Beitrag von Vielfahrer »

Ausführlich beschäftigt sich der Korrespondent Paul Schneeberger der Neuen Züricher Zeitung mit dem schweren Eisenbahnunglück in Spanien. Diese titelt:

Ein verspätetes Eisenbahnland auf der Überholspur

Spanien setzt am konsequentesten auf Hochgeschwindigkeit

Mit dem Unglück in Santiago de Compostela ist ein Stück industrieller Stolz Spaniens beschädigt worden. Die verunfallte Komposition war Bestandteil des erweiterten Hochgeschwindigkeitsnetzes.
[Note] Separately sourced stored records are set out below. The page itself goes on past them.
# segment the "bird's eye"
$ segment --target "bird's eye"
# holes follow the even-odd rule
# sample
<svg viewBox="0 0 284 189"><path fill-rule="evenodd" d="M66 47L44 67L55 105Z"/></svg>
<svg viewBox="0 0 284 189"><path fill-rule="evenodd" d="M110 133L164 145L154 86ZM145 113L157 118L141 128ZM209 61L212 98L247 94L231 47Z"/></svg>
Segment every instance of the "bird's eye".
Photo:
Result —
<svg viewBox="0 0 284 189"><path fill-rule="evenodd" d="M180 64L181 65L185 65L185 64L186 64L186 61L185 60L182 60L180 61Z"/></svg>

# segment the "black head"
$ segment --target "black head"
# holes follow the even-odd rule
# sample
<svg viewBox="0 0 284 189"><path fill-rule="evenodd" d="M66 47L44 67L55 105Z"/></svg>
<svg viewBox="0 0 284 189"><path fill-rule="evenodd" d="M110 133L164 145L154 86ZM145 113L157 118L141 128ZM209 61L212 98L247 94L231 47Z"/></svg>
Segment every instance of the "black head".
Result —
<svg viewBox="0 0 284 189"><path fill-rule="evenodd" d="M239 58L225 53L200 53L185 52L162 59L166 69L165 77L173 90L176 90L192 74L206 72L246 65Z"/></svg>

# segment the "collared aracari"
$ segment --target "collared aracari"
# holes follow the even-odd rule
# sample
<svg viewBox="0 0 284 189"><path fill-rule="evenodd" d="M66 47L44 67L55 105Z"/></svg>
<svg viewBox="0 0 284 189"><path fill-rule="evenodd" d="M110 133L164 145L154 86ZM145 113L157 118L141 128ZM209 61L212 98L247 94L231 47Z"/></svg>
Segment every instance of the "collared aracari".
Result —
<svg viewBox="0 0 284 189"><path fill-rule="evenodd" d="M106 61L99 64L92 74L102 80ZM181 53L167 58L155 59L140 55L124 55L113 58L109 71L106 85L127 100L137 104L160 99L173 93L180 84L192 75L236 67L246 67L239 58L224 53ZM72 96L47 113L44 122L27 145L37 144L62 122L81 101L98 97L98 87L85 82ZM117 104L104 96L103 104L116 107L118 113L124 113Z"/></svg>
Spanien ist erst spät zur Eisenbahnnation geworden. Das Verkehrsmittel fand über die damalige Kolonie Kuba, in der es ab 1837 für den Transport von Zuckerrohr eingesetzt wurde, ins Mutterland, wo ab 1848 ein Netz aufgebaut wurde. Spezifikum der herkömmlichen Bahnlinien auf der Iberischen Halbinsel ist die gegenüber dem Rest Europas (ohne Finnland und ehemalige Sowjetunion) breitere Spurweite von 1668 Millimetern. So spät Spanien den Aufbau eines Bahnnetzes im 19. Jahrhundert an die Hand genommen hatte, so sehr beschleunigte das Land an der südwestlichen Peripherie Europas seit 1992 den Bau von Hochgeschwindigkeitsstrecken, welche die europäische Spurweite von 1435 Millimetern aufweisen und mit Wechselstrom statt dem bisher üblichen Gleichstrom elektrifiziert sind.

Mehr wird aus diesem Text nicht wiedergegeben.